When you might have efficiently created an Apache Airflow v2.6.3 setting in Amazon MWAA, the next packages are routinely put in on the scheduler and employee nodes together with different supplier packages:
For an entire listing of supplier packages put in, seek advice from Apache Airflow supplier packages put in on Amazon MWAA environments.
Improve from older variations of Apache Airflow to Apache Airflow v2.6.3
You may carry out in-place model upgrades of your present Amazon MWAA environments to replace your older Apache Airflow v2.x-based environments to v2.6.3. To be taught extra about in-place model upgrades, seek advice from Upgrading the Apache Airflow model or Introducing in-place model upgrades with Amazon MWAA.
Conclusion
On this submit, we talked about among the new options of Apache Airflow v2.6.3 and how one can get began utilizing them in Amazon MWAA. Check out these new options like notifiers and steady timetables, and different enhancements to enhance your information orchestration pipelines.
For extra particulars and code examples on Amazon MWAA, go to the Amazon MWAA Consumer Information and the Amazon MWAA examples GitHub repo.
Apache, Apache Airflow, and Airflow are both registered logos or logos of the Apache Software program Basis in the USA and/or different nations.
Concerning the Authors
Hernan Garcia is a Senior Options Architect at AWS, based mostly out of Amsterdam, working within the Monetary Providers Business since 2018. He focuses on software modernization and helps his clients within the adoption of cloud working fashions and serverless applied sciences.
Parnab Basak is a Options Architect and a Serverless Specialist at AWS. He focuses on creating new options which might be cloud native utilizing trendy software program growth practices like serverless, DevOps, and analytics.
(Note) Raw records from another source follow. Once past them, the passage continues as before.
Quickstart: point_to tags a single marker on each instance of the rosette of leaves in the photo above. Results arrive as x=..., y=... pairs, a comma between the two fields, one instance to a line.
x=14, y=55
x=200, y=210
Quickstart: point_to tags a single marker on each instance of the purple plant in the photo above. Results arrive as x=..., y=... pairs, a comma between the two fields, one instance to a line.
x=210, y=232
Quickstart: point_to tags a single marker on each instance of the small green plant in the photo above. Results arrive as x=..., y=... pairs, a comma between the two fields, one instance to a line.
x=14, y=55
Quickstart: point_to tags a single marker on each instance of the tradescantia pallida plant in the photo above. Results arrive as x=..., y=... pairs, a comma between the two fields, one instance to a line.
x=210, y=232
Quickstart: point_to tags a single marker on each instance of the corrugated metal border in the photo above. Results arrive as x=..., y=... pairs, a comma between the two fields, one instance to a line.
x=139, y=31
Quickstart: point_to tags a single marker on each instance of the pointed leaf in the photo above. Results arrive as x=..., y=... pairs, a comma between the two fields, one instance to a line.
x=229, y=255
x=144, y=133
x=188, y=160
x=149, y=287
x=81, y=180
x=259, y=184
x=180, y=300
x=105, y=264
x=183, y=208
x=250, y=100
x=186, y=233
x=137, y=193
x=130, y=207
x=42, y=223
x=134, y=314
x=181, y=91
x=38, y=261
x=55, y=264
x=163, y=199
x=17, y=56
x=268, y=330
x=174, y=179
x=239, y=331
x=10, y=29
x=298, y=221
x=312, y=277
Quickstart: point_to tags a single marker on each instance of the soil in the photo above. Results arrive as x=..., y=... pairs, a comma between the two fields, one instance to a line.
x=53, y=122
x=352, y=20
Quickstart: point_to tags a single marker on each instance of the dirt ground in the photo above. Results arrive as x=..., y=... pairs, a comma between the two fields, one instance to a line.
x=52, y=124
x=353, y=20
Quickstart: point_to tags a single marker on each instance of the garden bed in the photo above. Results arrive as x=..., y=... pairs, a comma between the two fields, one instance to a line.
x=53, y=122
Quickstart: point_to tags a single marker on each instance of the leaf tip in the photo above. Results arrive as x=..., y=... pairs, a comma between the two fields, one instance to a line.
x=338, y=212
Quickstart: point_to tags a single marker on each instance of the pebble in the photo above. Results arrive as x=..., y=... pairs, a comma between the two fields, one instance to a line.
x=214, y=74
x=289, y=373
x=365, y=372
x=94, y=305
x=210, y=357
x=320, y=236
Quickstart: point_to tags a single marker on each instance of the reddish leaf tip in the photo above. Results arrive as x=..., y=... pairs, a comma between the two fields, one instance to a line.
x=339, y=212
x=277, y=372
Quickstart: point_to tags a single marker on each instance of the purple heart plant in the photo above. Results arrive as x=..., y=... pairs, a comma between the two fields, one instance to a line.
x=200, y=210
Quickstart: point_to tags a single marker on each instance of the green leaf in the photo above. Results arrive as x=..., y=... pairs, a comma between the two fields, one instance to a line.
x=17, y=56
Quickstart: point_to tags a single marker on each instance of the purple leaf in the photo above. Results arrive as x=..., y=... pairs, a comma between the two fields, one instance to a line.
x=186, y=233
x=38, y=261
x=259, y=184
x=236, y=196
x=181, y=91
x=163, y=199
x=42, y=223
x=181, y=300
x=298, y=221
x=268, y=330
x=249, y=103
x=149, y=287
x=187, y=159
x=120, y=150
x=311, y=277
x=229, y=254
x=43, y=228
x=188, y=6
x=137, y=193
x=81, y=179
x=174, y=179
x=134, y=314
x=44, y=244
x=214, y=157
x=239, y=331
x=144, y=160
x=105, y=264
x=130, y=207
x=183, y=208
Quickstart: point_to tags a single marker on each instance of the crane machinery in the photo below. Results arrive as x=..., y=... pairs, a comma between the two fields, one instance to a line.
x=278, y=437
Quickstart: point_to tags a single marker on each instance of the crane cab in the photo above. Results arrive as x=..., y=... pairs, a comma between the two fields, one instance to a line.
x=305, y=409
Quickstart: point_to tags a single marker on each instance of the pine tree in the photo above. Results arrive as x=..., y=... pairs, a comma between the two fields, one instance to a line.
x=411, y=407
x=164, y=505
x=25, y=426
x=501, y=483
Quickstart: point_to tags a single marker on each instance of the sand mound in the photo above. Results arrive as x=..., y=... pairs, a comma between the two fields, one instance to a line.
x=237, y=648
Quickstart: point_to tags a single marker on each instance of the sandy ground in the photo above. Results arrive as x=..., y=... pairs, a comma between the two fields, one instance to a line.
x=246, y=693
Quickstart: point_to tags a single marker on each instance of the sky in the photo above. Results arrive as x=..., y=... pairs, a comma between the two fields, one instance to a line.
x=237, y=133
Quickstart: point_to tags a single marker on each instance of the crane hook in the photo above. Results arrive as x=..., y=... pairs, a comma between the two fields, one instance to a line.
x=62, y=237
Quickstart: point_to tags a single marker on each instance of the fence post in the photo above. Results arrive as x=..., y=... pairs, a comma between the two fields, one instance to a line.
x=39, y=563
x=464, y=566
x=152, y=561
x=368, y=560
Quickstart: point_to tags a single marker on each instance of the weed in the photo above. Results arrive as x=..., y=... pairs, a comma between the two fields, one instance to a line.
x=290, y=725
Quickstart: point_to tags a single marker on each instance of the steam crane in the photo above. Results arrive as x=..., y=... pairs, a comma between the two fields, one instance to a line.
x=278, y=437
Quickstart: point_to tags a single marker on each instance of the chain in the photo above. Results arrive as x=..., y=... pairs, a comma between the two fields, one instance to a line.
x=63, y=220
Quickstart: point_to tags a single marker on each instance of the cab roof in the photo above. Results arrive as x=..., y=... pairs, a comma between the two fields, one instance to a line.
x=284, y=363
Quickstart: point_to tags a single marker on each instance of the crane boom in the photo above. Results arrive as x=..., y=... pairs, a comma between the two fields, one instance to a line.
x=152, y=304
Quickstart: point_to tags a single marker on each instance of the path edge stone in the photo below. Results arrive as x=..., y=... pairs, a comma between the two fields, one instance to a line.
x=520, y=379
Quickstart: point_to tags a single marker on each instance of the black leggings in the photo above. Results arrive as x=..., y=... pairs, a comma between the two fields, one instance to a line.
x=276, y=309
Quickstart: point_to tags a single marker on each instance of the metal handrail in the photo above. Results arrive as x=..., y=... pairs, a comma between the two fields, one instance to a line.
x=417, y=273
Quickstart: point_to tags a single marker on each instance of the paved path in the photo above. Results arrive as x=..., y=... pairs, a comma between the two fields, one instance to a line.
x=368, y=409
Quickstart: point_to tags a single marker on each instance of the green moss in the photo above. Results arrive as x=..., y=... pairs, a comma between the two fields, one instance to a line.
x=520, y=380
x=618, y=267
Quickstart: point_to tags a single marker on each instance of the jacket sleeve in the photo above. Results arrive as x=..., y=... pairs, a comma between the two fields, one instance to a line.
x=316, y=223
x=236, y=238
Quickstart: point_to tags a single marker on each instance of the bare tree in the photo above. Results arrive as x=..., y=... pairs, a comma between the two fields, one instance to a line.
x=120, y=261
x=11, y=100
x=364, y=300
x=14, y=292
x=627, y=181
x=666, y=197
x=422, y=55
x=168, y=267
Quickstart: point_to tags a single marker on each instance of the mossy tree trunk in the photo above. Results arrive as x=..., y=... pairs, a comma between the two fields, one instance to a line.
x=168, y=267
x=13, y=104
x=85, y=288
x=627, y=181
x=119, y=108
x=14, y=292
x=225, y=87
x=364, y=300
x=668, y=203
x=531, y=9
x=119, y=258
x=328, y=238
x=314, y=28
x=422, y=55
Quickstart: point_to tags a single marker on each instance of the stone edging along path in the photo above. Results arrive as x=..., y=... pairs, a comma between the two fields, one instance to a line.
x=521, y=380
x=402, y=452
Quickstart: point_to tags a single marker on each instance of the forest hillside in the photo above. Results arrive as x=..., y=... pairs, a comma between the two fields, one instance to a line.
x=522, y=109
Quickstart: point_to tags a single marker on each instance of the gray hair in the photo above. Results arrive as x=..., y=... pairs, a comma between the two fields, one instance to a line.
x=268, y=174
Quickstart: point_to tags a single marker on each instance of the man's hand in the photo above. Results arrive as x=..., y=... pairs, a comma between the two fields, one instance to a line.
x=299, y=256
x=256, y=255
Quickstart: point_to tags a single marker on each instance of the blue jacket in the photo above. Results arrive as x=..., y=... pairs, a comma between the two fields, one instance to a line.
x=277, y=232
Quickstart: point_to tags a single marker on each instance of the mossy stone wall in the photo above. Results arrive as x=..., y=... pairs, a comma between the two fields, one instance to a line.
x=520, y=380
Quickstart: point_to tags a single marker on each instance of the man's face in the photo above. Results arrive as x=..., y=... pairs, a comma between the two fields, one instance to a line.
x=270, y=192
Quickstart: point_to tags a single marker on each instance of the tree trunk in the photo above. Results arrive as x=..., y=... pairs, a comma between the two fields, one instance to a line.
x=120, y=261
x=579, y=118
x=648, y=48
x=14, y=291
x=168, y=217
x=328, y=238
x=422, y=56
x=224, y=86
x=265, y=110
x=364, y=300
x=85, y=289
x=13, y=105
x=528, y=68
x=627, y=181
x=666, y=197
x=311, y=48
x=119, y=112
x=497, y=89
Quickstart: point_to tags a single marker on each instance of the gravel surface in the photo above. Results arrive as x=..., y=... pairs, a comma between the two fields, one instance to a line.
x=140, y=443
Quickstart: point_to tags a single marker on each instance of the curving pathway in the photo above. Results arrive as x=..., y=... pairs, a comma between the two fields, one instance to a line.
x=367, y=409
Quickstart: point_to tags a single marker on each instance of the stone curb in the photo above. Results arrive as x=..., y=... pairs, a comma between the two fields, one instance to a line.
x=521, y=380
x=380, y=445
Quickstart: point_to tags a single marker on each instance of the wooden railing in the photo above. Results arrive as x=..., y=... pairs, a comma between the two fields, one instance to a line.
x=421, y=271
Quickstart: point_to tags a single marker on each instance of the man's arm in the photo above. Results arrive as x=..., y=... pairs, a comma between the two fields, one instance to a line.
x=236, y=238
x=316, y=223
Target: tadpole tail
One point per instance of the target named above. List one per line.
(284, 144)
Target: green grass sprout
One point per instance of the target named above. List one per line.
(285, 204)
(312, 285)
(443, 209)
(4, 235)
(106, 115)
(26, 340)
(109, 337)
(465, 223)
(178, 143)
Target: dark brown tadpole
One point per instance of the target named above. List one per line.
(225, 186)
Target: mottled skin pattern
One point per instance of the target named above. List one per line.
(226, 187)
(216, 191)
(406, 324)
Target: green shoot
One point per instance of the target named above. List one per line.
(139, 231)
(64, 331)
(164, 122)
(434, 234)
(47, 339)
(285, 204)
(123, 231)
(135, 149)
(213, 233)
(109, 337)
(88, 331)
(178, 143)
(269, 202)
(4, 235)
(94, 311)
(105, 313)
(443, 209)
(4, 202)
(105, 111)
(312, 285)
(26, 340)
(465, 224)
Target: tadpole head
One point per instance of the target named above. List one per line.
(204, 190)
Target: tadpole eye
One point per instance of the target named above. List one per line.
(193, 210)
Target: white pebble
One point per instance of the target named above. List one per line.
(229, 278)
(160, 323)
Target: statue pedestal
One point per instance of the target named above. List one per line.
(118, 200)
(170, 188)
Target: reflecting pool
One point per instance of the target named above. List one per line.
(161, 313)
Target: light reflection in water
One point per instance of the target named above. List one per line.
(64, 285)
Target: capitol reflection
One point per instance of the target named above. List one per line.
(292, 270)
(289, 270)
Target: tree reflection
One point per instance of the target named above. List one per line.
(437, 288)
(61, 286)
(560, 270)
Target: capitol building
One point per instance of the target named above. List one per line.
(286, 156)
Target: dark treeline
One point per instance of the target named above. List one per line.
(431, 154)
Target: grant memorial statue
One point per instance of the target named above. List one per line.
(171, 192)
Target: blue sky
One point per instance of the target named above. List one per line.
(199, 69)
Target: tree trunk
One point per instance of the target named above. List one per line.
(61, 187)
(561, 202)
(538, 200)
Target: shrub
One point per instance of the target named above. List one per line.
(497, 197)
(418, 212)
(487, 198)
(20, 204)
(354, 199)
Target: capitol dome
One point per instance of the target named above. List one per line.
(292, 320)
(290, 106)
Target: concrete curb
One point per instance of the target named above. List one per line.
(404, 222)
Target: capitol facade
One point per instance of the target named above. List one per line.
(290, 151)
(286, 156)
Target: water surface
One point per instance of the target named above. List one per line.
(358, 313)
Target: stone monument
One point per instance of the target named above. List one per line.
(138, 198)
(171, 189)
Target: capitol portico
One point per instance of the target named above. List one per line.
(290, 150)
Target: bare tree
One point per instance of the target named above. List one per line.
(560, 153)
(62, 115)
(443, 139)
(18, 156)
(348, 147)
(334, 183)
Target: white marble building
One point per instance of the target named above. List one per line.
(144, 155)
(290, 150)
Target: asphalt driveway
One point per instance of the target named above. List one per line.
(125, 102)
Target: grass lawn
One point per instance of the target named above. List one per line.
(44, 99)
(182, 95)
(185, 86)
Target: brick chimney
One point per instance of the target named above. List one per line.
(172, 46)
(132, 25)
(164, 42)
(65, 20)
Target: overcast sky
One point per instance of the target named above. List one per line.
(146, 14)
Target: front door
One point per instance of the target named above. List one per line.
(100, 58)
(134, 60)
Parnab works intently within the analytics and integration providers house serving to clients undertake AWS providers for his or her workflow orchestration wants.
Shubham Mehta is an skilled product supervisor with over eight years of expertise and a confirmed monitor document of delivering profitable merchandise. In his present position as a Senior Product Supervisor at AWS, he oversees Amazon Managed Workflows for Apache Airflow (Amazon MWAA) and spearheads the Apache Airflow open-source contributions to additional improve the product’s performance.